The person I looked up to the most was my mother. My mom was always a mother, but after my parents separated and divorced, she started her own business and did that for the next 15 years. It was a big change for her. She ran a transportation company for the disabled in Upper Darby. What happened was people with disabilities used to call and ask for rides here and there. She never saw herself as a bigwig, but she ended up becoming one. It all happened to work out. If it wasn’t for me, she wouldn’t have gotten into the business. It changed all our lives for the better. She could support us after my father left.

I like to read romance novels, true stories and some mysteries. And I like to watch TV -- “The Young and the Restless,” “The Bold and the Beautiful,” and “General Hospital.” I have been watching that last one since I was five, starting in 1964, and then regularly since the 1970s. I like the old movies best. One of my favorite people was Marlo Thomas in “That Girl.” One of my favorite movies was Barbra Streisand and Kris Kristofferson in “A Star Is Born.” I saw it three times.

We have been through some pretty rough times, including during the worst of Covid. People probably look at me and say her whole life has been a rough time. I don’t feel that way. I guess I view my life from the upside. I could view it from the other side, but that wouldn’t do very much for me.
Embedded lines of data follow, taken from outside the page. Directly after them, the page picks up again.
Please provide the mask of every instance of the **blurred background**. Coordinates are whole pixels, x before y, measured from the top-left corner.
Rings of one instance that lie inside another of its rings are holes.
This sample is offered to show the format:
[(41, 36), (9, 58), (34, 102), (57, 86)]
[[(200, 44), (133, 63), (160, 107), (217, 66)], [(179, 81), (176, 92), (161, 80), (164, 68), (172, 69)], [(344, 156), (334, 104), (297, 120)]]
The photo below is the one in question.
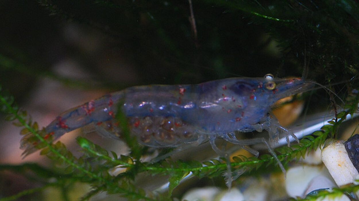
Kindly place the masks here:
[[(0, 84), (41, 127), (89, 100), (142, 85), (304, 72), (345, 97), (358, 87), (359, 7), (317, 1), (1, 0)], [(332, 109), (330, 99), (317, 90), (306, 108)], [(20, 129), (3, 118), (0, 163), (46, 164), (37, 153), (22, 160)], [(70, 147), (81, 132), (73, 132), (61, 139)], [(33, 185), (22, 179), (4, 174), (0, 194)]]

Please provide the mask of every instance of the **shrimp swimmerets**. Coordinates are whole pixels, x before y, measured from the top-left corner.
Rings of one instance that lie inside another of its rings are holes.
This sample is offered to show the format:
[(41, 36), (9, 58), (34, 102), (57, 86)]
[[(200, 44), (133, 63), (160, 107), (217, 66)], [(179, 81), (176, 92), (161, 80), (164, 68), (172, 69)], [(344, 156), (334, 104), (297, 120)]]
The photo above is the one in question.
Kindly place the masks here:
[[(244, 148), (264, 143), (275, 156), (271, 146), (278, 141), (279, 131), (284, 131), (287, 138), (290, 132), (270, 114), (271, 106), (312, 85), (313, 82), (299, 78), (275, 79), (270, 75), (264, 78), (228, 78), (196, 85), (132, 87), (62, 113), (45, 129), (46, 136), (55, 140), (93, 123), (98, 130), (106, 131), (100, 132), (118, 138), (121, 129), (114, 117), (120, 105), (118, 110), (126, 117), (131, 133), (145, 146), (178, 147), (209, 140), (215, 151), (224, 155), (215, 143), (220, 138)], [(239, 140), (233, 132), (263, 130), (269, 133), (269, 144), (264, 138)], [(28, 138), (26, 135), (23, 138), (21, 146), (25, 155), (37, 150), (36, 142), (29, 142)]]

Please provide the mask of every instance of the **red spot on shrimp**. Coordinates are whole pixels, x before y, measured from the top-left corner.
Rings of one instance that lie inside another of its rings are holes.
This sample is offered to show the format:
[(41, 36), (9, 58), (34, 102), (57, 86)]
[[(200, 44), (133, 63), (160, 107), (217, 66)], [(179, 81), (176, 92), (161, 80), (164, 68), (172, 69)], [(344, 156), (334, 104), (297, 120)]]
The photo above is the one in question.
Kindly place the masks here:
[(82, 108), (86, 112), (86, 115), (90, 115), (95, 111), (95, 101), (93, 100), (90, 100), (87, 103), (82, 106)]
[(186, 91), (186, 89), (181, 88), (180, 88), (180, 94), (183, 95), (185, 94), (185, 92)]
[(57, 120), (59, 120), (59, 123), (57, 124), (57, 126), (62, 128), (69, 128), (69, 126), (65, 123), (65, 122), (66, 121), (66, 120), (62, 120), (62, 117), (57, 117)]
[(55, 132), (53, 131), (48, 133), (47, 134), (45, 135), (45, 136), (44, 136), (44, 139), (46, 140), (49, 137), (50, 137), (51, 135), (52, 135), (54, 134), (55, 134)]
[(113, 112), (112, 111), (110, 111), (108, 112), (108, 115), (111, 116), (112, 118), (115, 118), (115, 113), (113, 113)]

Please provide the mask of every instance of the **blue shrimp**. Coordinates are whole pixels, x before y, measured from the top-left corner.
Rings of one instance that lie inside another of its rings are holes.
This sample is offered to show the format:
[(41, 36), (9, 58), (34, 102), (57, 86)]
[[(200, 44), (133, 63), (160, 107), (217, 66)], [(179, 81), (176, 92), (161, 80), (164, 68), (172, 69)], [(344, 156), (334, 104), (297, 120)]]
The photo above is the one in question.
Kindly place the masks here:
[[(288, 143), (288, 136), (291, 134), (270, 115), (271, 106), (281, 98), (304, 91), (313, 83), (299, 78), (275, 79), (270, 75), (264, 78), (228, 78), (196, 85), (130, 87), (62, 113), (45, 128), (45, 137), (51, 135), (55, 140), (93, 123), (103, 131), (100, 132), (103, 135), (118, 139), (121, 128), (114, 117), (120, 110), (127, 118), (132, 134), (144, 145), (179, 147), (209, 141), (216, 152), (228, 156), (216, 145), (216, 138), (244, 148), (246, 145), (263, 143), (285, 171), (271, 147), (278, 142), (279, 130), (287, 135)], [(117, 108), (119, 105), (120, 110)], [(264, 138), (238, 139), (234, 133), (264, 130), (269, 133), (269, 144)], [(20, 148), (25, 150), (25, 155), (37, 150), (36, 143), (28, 141), (28, 137), (25, 135), (22, 140)], [(257, 151), (246, 149), (258, 155)]]

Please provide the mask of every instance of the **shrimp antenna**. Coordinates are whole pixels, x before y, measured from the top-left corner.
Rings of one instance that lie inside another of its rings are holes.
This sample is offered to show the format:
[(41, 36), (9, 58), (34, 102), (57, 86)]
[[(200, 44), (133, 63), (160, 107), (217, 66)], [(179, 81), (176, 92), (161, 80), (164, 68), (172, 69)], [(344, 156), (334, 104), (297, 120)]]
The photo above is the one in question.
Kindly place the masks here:
[(309, 66), (309, 62), (308, 61), (308, 64), (307, 66), (307, 41), (306, 40), (306, 34), (304, 33), (304, 30), (303, 30), (303, 28), (300, 25), (299, 25), (299, 27), (302, 30), (302, 32), (303, 33), (303, 37), (304, 38), (304, 63), (303, 65), (304, 66), (303, 72), (302, 74), (302, 79), (304, 80), (307, 77), (307, 75), (308, 71), (307, 69)]
[(306, 80), (306, 82), (310, 82), (311, 83), (312, 83), (313, 84), (316, 84), (317, 85), (318, 85), (319, 86), (320, 86), (321, 87), (322, 87), (323, 89), (325, 89), (326, 91), (328, 93), (328, 94), (330, 92), (331, 92), (331, 93), (332, 93), (337, 98), (339, 98), (339, 99), (340, 100), (340, 101), (343, 104), (345, 104), (345, 103), (344, 103), (344, 101), (340, 97), (339, 97), (339, 95), (337, 95), (337, 94), (336, 93), (335, 93), (334, 92), (333, 92), (332, 90), (331, 90), (328, 87), (326, 87), (324, 86), (324, 85), (323, 85), (322, 84), (319, 84), (319, 83), (318, 83), (317, 82), (315, 82), (314, 81), (311, 81), (311, 80)]

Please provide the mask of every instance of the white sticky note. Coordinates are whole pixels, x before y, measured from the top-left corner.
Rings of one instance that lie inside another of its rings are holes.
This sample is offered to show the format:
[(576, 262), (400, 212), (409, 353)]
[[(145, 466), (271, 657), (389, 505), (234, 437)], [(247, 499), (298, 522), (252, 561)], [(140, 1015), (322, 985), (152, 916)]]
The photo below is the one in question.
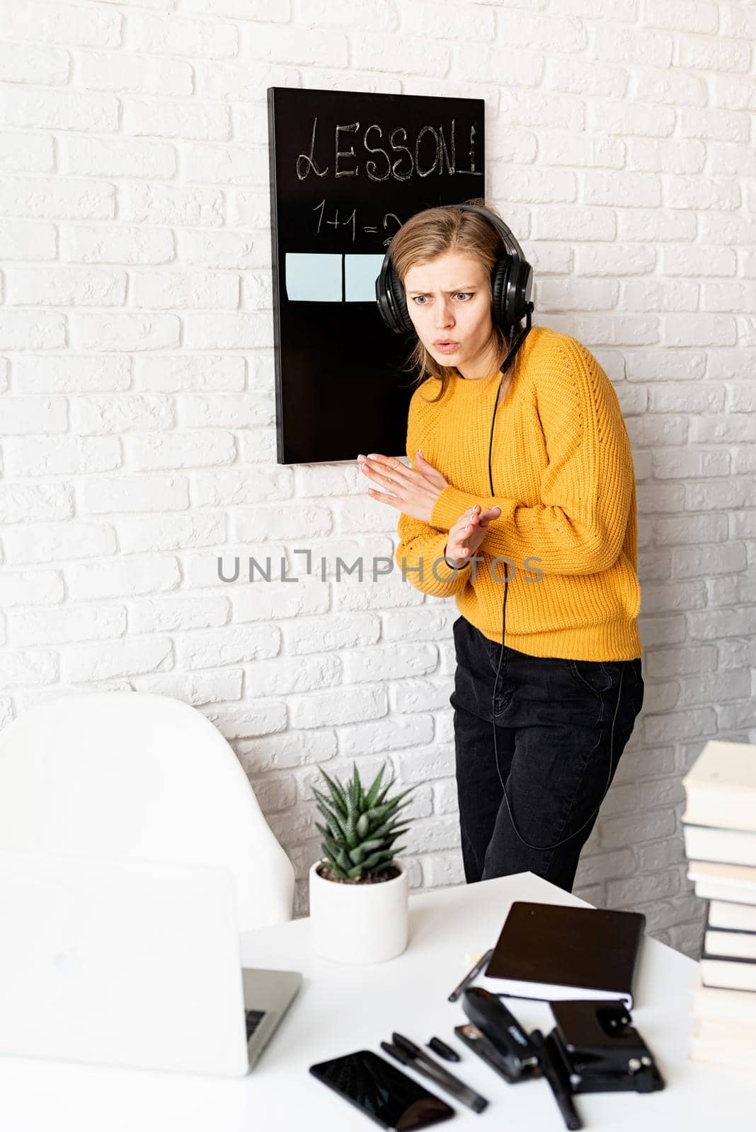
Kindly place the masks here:
[(342, 257), (325, 251), (287, 251), (286, 298), (290, 302), (341, 302)]
[(384, 263), (383, 256), (344, 256), (344, 301), (375, 302), (376, 280)]

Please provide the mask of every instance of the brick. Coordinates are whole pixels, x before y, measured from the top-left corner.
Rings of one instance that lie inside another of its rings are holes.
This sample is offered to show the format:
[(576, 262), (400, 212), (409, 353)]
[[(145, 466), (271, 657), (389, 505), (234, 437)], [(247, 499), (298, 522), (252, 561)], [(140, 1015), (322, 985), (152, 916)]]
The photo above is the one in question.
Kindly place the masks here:
[(332, 614), (301, 618), (281, 627), (285, 651), (294, 655), (375, 644), (380, 635), (376, 614)]
[(227, 106), (216, 102), (126, 98), (123, 132), (135, 137), (220, 142), (231, 137), (231, 119)]
[(129, 465), (140, 471), (230, 464), (235, 456), (233, 436), (214, 429), (129, 436), (123, 447)]
[[(65, 345), (66, 319), (62, 315), (38, 310), (0, 311), (0, 350), (57, 350)], [(29, 405), (29, 411), (32, 408)]]
[[(128, 606), (129, 632), (131, 633), (170, 633), (174, 629), (218, 628), (229, 621), (230, 615), (229, 599), (220, 594), (187, 593), (180, 598), (143, 598), (140, 601), (129, 602)], [(222, 680), (222, 677), (223, 672), (216, 675), (218, 681)], [(233, 676), (234, 686), (238, 679), (239, 687), (241, 687), (241, 677), (242, 670), (238, 669)], [(223, 695), (221, 698), (233, 700), (239, 698), (239, 696)]]
[(672, 62), (673, 38), (660, 32), (635, 28), (596, 27), (593, 55), (601, 62), (637, 63), (644, 67), (669, 67)]
[(87, 395), (77, 397), (71, 409), (71, 427), (81, 436), (157, 432), (173, 426), (173, 404), (164, 394)]
[[(259, 565), (267, 571), (263, 556), (254, 555)], [(273, 556), (272, 556), (273, 558)], [(235, 558), (234, 558), (235, 563)], [(229, 573), (226, 573), (226, 571)], [(225, 576), (232, 576), (235, 566), (224, 560)], [(318, 614), (328, 612), (329, 591), (328, 583), (318, 580), (310, 580), (306, 576), (295, 575), (298, 581), (270, 581), (267, 582), (255, 574), (255, 580), (246, 585), (247, 581), (239, 564), (239, 585), (231, 592), (233, 602), (234, 621), (261, 621), (278, 620), (291, 617), (312, 617)]]
[(0, 43), (0, 80), (62, 86), (68, 82), (71, 57), (60, 48)]
[(227, 272), (132, 272), (131, 301), (148, 310), (234, 310), (239, 306), (239, 276)]
[(63, 173), (92, 177), (167, 180), (175, 173), (177, 158), (174, 147), (165, 142), (65, 138), (60, 168)]
[(179, 344), (175, 315), (77, 312), (69, 316), (69, 326), (78, 350), (171, 350)]
[(585, 58), (569, 59), (555, 53), (545, 59), (544, 85), (565, 94), (621, 98), (627, 92), (628, 78), (625, 68), (607, 67)]
[(281, 631), (273, 625), (238, 626), (184, 633), (175, 640), (177, 668), (218, 668), (275, 657)]
[(138, 224), (212, 228), (224, 220), (220, 189), (131, 181), (119, 186), (119, 203), (121, 220)]
[(71, 641), (103, 641), (126, 633), (123, 606), (68, 606), (65, 609), (11, 614), (9, 636), (16, 645), (67, 645)]
[(0, 574), (0, 607), (54, 606), (63, 600), (63, 577), (55, 569), (14, 573), (6, 566)]
[(196, 143), (186, 149), (183, 177), (189, 183), (264, 185), (267, 175), (268, 154), (264, 146)]
[[(192, 232), (179, 231), (179, 258), (184, 264), (197, 264), (203, 271), (213, 267), (266, 267), (269, 260), (269, 240), (260, 232)], [(254, 317), (254, 316), (247, 316)], [(258, 316), (259, 318), (259, 316)], [(263, 329), (260, 323), (252, 323)], [(208, 328), (212, 323), (208, 323)], [(265, 335), (269, 337), (269, 335)], [(263, 344), (261, 342), (259, 343)], [(268, 343), (270, 346), (273, 342)], [(207, 346), (197, 346), (206, 350)], [(211, 348), (212, 349), (212, 348)]]
[(79, 264), (166, 264), (174, 258), (167, 229), (80, 224), (61, 230), (61, 259)]
[(432, 644), (373, 645), (346, 651), (342, 660), (345, 683), (360, 684), (364, 680), (424, 676), (435, 670), (438, 654)]
[(126, 302), (126, 272), (17, 268), (7, 272), (10, 306), (119, 307)]
[(138, 515), (114, 518), (118, 543), (124, 554), (217, 547), (225, 542), (224, 514)]
[(79, 80), (85, 91), (164, 96), (192, 93), (191, 67), (177, 59), (88, 51), (83, 54), (79, 66)]
[[(298, 498), (301, 492), (297, 492)], [(290, 499), (292, 477), (289, 468), (229, 468), (194, 472), (191, 497), (200, 507), (255, 504), (260, 499)], [(304, 560), (304, 556), (301, 556)]]
[(750, 45), (739, 40), (684, 35), (678, 38), (677, 48), (678, 66), (691, 70), (721, 70), (730, 75), (748, 71), (750, 67)]
[(333, 728), (266, 735), (255, 743), (235, 744), (237, 754), (247, 773), (282, 770), (290, 766), (320, 764), (333, 758), (337, 751)]
[(286, 726), (286, 705), (267, 701), (240, 704), (232, 707), (208, 705), (203, 714), (226, 739), (247, 738), (281, 731)]
[(118, 129), (118, 98), (79, 91), (8, 87), (0, 102), (0, 125), (112, 132)]
[[(422, 744), (430, 743), (432, 736), (433, 721), (431, 715), (367, 720), (338, 729), (338, 751), (340, 754), (349, 755), (350, 758), (376, 751), (401, 752), (407, 747), (414, 749)], [(396, 756), (396, 763), (398, 773), (405, 781), (418, 781), (414, 777), (405, 777), (401, 756)]]
[(169, 16), (130, 12), (124, 45), (129, 51), (157, 55), (227, 59), (239, 50), (239, 35), (232, 24), (216, 20), (183, 19), (174, 12)]
[(188, 350), (249, 350), (273, 344), (273, 324), (267, 314), (197, 314), (184, 329)]
[(136, 359), (135, 385), (153, 393), (239, 392), (244, 388), (244, 359), (233, 354), (141, 355)]
[(242, 671), (226, 668), (211, 672), (147, 672), (131, 676), (135, 692), (152, 692), (158, 696), (183, 700), (192, 707), (241, 698)]
[(113, 46), (121, 43), (120, 11), (67, 3), (7, 5), (0, 11), (0, 33), (10, 40)]
[(68, 588), (75, 600), (128, 597), (175, 590), (181, 581), (175, 557), (143, 556), (68, 567)]
[(342, 661), (333, 653), (293, 661), (280, 657), (256, 660), (244, 668), (247, 686), (256, 696), (284, 696), (297, 692), (319, 692), (342, 681)]
[(67, 428), (68, 405), (66, 397), (12, 397), (6, 395), (2, 398), (2, 432), (5, 436), (65, 432)]
[(68, 680), (89, 683), (113, 676), (164, 671), (172, 667), (171, 642), (167, 638), (110, 641), (106, 644), (68, 649), (63, 675)]
[(14, 359), (17, 393), (108, 393), (128, 389), (130, 381), (130, 359), (118, 354), (24, 353)]
[(74, 503), (65, 483), (5, 483), (0, 486), (0, 523), (46, 522), (70, 518)]
[(53, 649), (3, 649), (0, 652), (0, 688), (54, 684), (58, 671), (58, 653)]
[(53, 224), (0, 221), (0, 258), (54, 259), (57, 238)]
[(171, 512), (189, 507), (186, 475), (98, 477), (81, 486), (81, 509), (91, 514)]
[(5, 535), (11, 565), (41, 565), (115, 554), (115, 534), (105, 523), (68, 520), (65, 523), (27, 523)]
[(48, 220), (108, 220), (115, 214), (115, 188), (100, 181), (8, 177), (0, 186), (0, 215)]
[(27, 138), (19, 134), (0, 136), (0, 172), (50, 173), (54, 165), (55, 152), (51, 137), (41, 134)]

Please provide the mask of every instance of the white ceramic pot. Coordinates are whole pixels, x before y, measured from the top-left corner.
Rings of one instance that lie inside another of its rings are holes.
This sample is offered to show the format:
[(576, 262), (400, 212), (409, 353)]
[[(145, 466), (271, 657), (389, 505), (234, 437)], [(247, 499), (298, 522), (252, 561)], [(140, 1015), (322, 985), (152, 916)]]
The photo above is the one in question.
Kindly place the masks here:
[(407, 871), (378, 884), (338, 884), (310, 868), (310, 942), (337, 963), (381, 963), (407, 945)]

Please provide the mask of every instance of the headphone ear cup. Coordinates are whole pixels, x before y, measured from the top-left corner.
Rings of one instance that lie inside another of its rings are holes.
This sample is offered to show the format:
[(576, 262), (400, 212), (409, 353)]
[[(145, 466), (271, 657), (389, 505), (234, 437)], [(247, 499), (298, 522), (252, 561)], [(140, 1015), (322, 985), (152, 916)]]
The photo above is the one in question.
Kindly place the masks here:
[(414, 334), (415, 328), (412, 325), (412, 320), (407, 311), (407, 303), (406, 303), (406, 297), (404, 294), (404, 288), (402, 286), (402, 283), (400, 282), (398, 275), (394, 271), (393, 265), (388, 268), (386, 285), (390, 292), (392, 305), (396, 314), (396, 321), (398, 326), (401, 327), (402, 331), (404, 331), (405, 334)]
[(512, 315), (507, 310), (507, 292), (509, 290), (509, 275), (512, 258), (499, 256), (491, 272), (491, 318), (496, 326), (504, 331), (512, 328)]

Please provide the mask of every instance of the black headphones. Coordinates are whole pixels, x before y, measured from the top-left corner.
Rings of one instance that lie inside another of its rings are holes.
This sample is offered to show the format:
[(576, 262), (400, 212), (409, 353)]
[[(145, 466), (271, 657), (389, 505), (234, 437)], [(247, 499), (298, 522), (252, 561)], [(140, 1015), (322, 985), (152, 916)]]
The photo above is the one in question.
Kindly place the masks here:
[[(530, 301), (533, 289), (533, 268), (502, 220), (479, 205), (461, 204), (452, 207), (463, 212), (476, 212), (480, 216), (486, 217), (501, 237), (505, 250), (499, 254), (491, 271), (491, 318), (496, 326), (512, 336), (523, 318), (527, 317), (530, 321), (529, 316), (533, 310), (533, 303)], [(390, 245), (386, 249), (384, 263), (376, 280), (376, 299), (381, 318), (390, 331), (394, 331), (395, 334), (415, 333), (407, 312), (404, 284), (400, 281), (392, 264)], [(513, 351), (509, 353), (514, 357)]]

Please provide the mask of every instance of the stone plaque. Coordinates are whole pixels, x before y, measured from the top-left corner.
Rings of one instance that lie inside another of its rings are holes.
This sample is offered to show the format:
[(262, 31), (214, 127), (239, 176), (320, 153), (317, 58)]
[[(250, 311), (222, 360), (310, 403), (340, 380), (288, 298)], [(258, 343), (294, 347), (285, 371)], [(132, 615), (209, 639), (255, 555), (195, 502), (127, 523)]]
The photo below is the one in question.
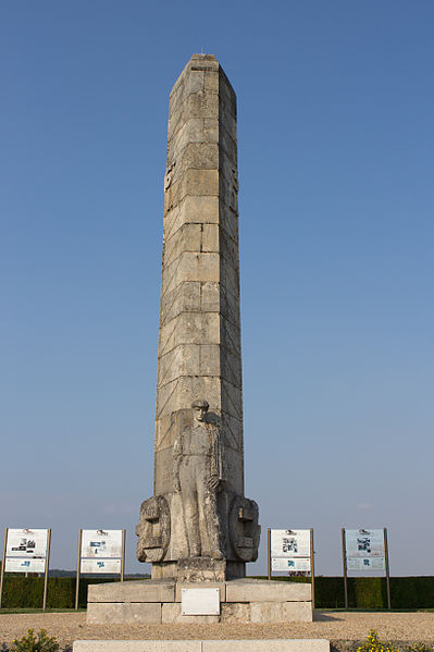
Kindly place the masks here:
[(220, 589), (183, 589), (183, 616), (219, 616)]

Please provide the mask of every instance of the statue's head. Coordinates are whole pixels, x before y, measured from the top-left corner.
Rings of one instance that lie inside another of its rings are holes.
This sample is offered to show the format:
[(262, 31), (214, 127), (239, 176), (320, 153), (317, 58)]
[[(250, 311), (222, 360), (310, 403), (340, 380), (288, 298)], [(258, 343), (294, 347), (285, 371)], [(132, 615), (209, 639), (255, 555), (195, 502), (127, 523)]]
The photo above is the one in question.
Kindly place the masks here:
[(208, 401), (194, 401), (191, 403), (191, 409), (195, 419), (197, 419), (198, 421), (203, 421), (209, 407), (210, 404), (208, 403)]

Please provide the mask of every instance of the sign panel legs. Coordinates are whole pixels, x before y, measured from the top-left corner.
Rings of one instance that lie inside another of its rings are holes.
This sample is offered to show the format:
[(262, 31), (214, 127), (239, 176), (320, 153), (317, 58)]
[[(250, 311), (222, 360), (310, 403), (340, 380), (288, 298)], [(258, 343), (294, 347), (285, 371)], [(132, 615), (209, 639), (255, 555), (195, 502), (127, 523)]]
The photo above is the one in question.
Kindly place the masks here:
[(3, 579), (4, 579), (4, 563), (7, 559), (7, 541), (8, 541), (8, 528), (4, 528), (3, 556), (1, 558), (1, 576), (0, 576), (0, 608), (1, 608), (1, 599), (3, 598)]
[(342, 559), (344, 565), (344, 601), (345, 608), (348, 608), (347, 550), (345, 544), (345, 528), (342, 529)]
[(387, 585), (387, 607), (392, 608), (390, 601), (390, 576), (388, 570), (388, 545), (387, 545), (387, 528), (384, 528), (384, 561), (386, 565), (386, 585)]

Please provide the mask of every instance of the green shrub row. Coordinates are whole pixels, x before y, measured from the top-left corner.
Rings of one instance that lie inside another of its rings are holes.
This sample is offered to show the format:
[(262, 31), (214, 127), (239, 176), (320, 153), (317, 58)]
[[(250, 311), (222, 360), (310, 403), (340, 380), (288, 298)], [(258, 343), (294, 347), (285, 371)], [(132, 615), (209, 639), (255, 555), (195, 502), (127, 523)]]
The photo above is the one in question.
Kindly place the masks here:
[[(276, 577), (278, 581), (310, 582), (306, 577)], [(387, 608), (385, 577), (349, 577), (349, 608)], [(434, 607), (434, 577), (390, 577), (392, 608)], [(344, 608), (344, 579), (342, 577), (315, 577), (315, 607)]]
[[(265, 579), (265, 578), (262, 578)], [(305, 577), (276, 577), (277, 581), (310, 582)], [(108, 578), (82, 577), (79, 607), (86, 607), (87, 587), (111, 581)], [(42, 606), (44, 578), (5, 575), (2, 606), (4, 608), (39, 608)], [(434, 607), (434, 577), (390, 577), (392, 608)], [(75, 578), (50, 577), (47, 607), (73, 608)], [(384, 577), (349, 577), (348, 606), (350, 608), (387, 608), (387, 588)], [(315, 577), (315, 607), (343, 608), (344, 580), (342, 577)]]
[[(78, 606), (86, 607), (87, 587), (112, 581), (108, 578), (80, 577)], [(44, 577), (4, 575), (3, 608), (41, 608)], [(47, 588), (47, 608), (74, 608), (75, 577), (50, 577)]]

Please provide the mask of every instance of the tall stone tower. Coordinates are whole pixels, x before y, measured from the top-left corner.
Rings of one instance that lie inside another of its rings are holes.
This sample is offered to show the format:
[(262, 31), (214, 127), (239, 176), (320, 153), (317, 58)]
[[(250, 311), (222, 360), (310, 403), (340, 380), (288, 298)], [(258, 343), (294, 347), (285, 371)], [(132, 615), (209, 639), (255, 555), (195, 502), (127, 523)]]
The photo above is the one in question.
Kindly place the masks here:
[(170, 101), (154, 484), (136, 529), (152, 579), (90, 586), (89, 624), (312, 620), (310, 585), (245, 578), (260, 526), (244, 496), (237, 194), (235, 94), (195, 54)]
[(258, 554), (258, 507), (244, 497), (236, 125), (222, 67), (194, 54), (170, 96), (154, 496), (137, 528), (152, 578), (243, 577)]

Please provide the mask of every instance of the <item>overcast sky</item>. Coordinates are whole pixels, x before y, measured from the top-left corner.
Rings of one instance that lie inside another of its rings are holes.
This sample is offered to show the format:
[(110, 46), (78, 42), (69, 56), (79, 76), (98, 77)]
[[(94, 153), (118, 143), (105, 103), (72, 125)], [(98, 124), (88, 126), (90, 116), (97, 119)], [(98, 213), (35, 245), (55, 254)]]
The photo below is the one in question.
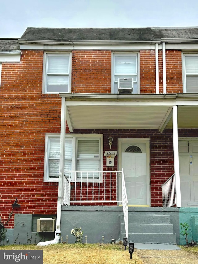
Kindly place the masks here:
[(28, 27), (198, 26), (198, 0), (6, 0), (0, 38), (19, 38)]

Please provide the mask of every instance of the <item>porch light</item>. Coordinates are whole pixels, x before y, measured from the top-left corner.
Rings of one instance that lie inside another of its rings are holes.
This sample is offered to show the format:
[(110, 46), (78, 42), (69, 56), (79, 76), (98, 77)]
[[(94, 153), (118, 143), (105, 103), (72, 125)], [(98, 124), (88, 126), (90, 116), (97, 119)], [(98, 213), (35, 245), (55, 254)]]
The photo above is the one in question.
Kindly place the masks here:
[(111, 146), (113, 144), (113, 138), (112, 136), (110, 136), (109, 137), (109, 145), (110, 146), (110, 149), (111, 148)]
[(129, 241), (129, 252), (130, 253), (130, 259), (132, 259), (132, 254), (134, 251), (134, 241)]
[(123, 245), (124, 246), (124, 247), (125, 248), (125, 250), (126, 250), (126, 248), (127, 247), (127, 243), (128, 243), (128, 239), (127, 237), (124, 237), (123, 238)]

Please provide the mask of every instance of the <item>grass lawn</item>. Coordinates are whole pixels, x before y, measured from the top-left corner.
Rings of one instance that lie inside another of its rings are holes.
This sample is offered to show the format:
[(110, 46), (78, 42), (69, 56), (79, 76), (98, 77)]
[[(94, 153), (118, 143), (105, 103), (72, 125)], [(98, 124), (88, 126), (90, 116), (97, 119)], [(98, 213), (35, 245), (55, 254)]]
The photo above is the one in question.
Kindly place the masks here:
[(143, 264), (134, 251), (132, 259), (128, 247), (111, 244), (64, 244), (48, 246), (14, 245), (0, 246), (0, 250), (42, 250), (43, 264)]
And there’s the fact that I have a job, for goodness sake. I am a greeter at the front entrance for two hours on Wednesday and three hours on Saturday. That opens a wider door now. And besides, you have no idea who is going to come through that door.

I can’t change the fact that I have a disability. So I don’t dwell on it. I never give up. Today, I feel more alert than I ever have. Plus I had a shower, and that feels good.